People Are Bunny (1959)
Directed by Robert McKimson
Story by Tedd Pierce
Animation by Warren Batchelder, Tom Ray, Ted Bonnicksen, George Grandpré, David R. Green
Music by Milt Franklyn

Daffy Duck is watching television and dials into “The QTTV Sportsman Hour” where the host promises $1,000 for the first viewer who brings a rabbit into the station. Daffy tries to lure Bugs with free tickets to a television show, but when Bugs declines Daffy grabs a rifle and forces him to travel to QTTV. Once at the station, Bugs and Daffy have separate experiences with game shows – Bugs enjoys a profitable outcome while Daffy’s excursion ends painfully.

The last Bugs Bunny cartoon of the 1950s, “People Are Bunny” is Robert McKimson’s reworking of his 1956 “Wideo Wabbit.” But this version is faster and funnier thanks to the substitution of the too-easily-tricked Elmer Fudd with Daffy Duck as Bugs’ nemesis. Daffy’s neuroticism, greed, and temper ultimately work against him, especially with violent sight gags involving a dynamite stick blowing up in his face and his getting shot on live television by a circle of hunters.
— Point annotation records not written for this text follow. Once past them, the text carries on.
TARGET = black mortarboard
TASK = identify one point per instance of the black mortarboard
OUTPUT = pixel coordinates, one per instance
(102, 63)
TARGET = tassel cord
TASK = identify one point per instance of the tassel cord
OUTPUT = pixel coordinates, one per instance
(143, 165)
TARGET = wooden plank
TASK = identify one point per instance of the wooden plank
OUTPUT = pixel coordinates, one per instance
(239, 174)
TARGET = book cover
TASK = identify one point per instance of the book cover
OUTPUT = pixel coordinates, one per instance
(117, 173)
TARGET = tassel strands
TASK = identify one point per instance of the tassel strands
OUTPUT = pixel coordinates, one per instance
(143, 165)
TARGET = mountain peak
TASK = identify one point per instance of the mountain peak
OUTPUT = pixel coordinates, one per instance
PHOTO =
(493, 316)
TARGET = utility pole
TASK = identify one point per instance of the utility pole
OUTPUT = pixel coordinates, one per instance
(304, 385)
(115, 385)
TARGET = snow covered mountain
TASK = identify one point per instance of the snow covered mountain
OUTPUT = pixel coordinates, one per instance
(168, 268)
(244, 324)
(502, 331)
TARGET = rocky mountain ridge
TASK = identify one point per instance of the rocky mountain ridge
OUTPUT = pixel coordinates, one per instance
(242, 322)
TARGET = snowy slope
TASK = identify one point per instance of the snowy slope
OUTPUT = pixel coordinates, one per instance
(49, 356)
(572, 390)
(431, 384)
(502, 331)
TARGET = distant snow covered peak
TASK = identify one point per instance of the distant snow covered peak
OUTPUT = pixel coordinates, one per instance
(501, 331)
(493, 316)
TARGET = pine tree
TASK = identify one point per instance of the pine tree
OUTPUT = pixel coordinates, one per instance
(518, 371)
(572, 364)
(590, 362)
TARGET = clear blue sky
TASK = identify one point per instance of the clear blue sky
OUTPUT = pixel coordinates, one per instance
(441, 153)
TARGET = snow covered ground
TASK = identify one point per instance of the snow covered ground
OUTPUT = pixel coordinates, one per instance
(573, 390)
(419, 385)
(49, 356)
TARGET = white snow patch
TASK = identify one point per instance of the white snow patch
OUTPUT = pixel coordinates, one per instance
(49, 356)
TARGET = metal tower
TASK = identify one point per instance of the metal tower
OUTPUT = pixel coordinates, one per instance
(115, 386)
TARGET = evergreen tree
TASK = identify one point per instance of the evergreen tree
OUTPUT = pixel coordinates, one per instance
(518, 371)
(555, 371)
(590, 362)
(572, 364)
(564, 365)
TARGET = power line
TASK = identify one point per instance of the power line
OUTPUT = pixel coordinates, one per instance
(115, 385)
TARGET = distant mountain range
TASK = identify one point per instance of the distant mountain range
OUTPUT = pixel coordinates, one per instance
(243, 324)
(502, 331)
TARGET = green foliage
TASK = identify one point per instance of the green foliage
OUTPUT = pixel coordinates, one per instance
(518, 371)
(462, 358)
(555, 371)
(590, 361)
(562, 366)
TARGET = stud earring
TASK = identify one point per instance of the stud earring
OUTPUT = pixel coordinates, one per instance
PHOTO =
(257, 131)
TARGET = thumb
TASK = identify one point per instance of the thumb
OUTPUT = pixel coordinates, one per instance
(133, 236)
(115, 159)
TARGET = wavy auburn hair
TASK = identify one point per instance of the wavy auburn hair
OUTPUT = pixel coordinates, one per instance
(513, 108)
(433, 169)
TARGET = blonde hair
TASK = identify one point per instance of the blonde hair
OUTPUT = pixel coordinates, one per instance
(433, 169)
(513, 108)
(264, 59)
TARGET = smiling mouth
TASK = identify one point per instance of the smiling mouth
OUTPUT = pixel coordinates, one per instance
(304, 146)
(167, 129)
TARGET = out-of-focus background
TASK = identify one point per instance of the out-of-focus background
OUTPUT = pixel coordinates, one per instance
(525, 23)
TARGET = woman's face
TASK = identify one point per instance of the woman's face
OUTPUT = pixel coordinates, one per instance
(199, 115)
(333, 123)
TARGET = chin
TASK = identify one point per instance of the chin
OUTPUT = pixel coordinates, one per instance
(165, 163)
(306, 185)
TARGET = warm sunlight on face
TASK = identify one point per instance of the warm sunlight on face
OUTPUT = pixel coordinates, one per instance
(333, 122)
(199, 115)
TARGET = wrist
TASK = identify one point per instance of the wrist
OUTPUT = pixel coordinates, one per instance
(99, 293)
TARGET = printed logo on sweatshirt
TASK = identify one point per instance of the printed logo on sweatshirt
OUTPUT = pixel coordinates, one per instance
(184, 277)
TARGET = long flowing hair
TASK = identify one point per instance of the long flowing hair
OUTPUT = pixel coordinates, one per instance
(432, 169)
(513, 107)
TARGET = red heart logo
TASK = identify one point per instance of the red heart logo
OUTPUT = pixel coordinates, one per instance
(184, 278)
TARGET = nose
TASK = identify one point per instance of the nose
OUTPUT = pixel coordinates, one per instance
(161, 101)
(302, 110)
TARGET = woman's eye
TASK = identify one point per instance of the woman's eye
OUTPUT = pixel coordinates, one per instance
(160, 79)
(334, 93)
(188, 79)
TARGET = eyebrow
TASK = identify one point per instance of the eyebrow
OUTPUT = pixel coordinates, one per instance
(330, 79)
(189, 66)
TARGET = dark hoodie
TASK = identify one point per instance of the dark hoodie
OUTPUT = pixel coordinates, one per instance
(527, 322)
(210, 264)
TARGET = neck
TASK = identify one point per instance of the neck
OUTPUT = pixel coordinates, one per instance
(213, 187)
The results are sadistically funny, marking some of the most invigorating comeuppance served on Daffy in the frenemy cartoons he made with Bugs.

Some funny moments involve a spoof of the excessively generous grand prizes awarded by quiz shows (including a key to Fort Knox!) and Bugs winning a telephone prize for quickly answering a complex multiplication question – resulting in the pay phone pouring out a flood of coins, slot machine-style.

This short recycles several gags from “Wideo Wabbit,” but the gem of this cartoon is an original funny-nasty parody of Art Linkletter’s show “People Are Funny.” In this version, the happily malevolent Art Lamplighter (voiced by an unbilled Daws Butler) delights in viciously pranking an unsuspecting Daffy, resulting in his being left unconscious in a street after being hit by a motor scooter. This type of spiked humor harkened back to the wild and wooly comedy from the mid-1940s Bugs Bunny cartoons rather than the more benign gags that weighed down too much of the late-1950s output.